Anyway, as a big part of our training we listen to hours and hours of calls to understand the issues that we deal with on a regular basis, to hear how our seasoned planners subtly coach the callers without making decisions for them, and deal with the emotional side of a caller’s situation. Many callers are in a state of mind that does not allow them to think clearly, either because of distress (foreclosure, bankruptcy, severe credit issues, etc.) or euphoria & confusion (estate tax issues, stock option planning, inheritance, etc.). In order to make progress with the caller’s financial situation, the emotional side must be handled first.
After we listen to hours of calls, our more tenured get to torture the new planners. OK, torture may be a bit too harsh. It’s called training when you are a tenured planner, it’s called hazing, torture, or calls from Hades (or something like that) when you are the newbie. Whether it’s adapting to someone who just wants answers ASAP, if not sooner, or someone calling in tears, the planners always have a few tricks up their sleeves for us new kids on the block (even when we’re not exactly kids). The amazing part – they are all using a call that came into the helpline recently and that they had to handle personally. It’s a 2-fold training! New folks get to handle a call that we will inevitably take in real life, but we get to make mistakes in the context of training and with fellow employees. The tenured planners use these training calls to improve their skills and see if a new person, with a perspective as an “outsider,” does something in the call that they wish they had done with the benefit of hindsight. It’s a brilliant way to train both the caller and the new employee.

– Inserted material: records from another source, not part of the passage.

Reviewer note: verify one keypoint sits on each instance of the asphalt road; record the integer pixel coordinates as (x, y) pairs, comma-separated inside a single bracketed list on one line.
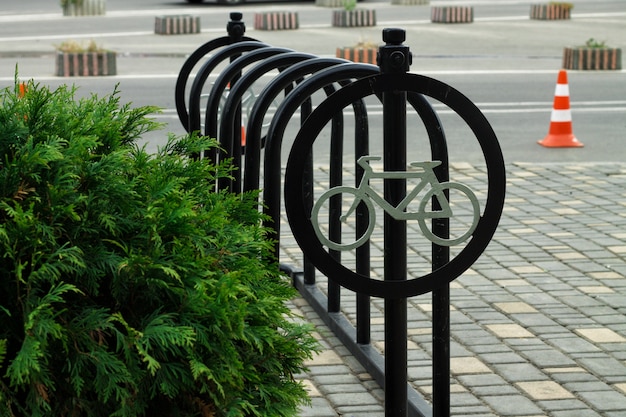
[(504, 62)]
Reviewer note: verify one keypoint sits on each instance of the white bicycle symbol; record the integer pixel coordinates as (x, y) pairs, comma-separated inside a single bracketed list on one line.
[(366, 194)]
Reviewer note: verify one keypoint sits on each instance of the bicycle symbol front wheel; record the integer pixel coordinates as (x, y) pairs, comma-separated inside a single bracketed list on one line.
[(462, 222), (354, 216)]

As my friend Nancy said in her July 12th blog post “When Good Is Not Good Enough” – good isn’t good enough. Training never stops around here. Even when you’re training “the new guy” – me in this case – the learning never stops. I don’t know how we got to this point with training, but it’s one of my goals to find out shortly how we evolved into this process. It is why on a scale of 1 to 5, where most people would be thrilled with a 4, the planners at Financial Finesse are bummed when they get a 4.7 or 4.8. They wonder what they could have done to get that last .2 or .3. Where did we fall short? What could we have done better? And, that becomes the basis for the next training call.
It feels like hazing. It feels like torture. But, when the real calls started coming in, I had the tools to handle some pretty tough calls. In my 2nd week after training, I had a call from a woman who was evicted from her apartment and was living in her car with her young son, and I helped her plan a path back to having a safe place to raise her son – which was my toughest call in real life, but a training call during my 6 weeks of training prepared me very well to handle this caller. By the time we ended the call, we had developed 3 or 4 strategies that should help her regain her footing financially and had a resource to help her find temporary shelter for her family.
Without our very demanding training calls, I would have been stupefied by her call and would not have known what to do. It would have been a train wreck and my scores would have reflected that. I was never happy when I had a series of training calls on my calendar, but in hindsight that is what gave me the skills and confidence to handle virtually any situation that comes up on the helpline.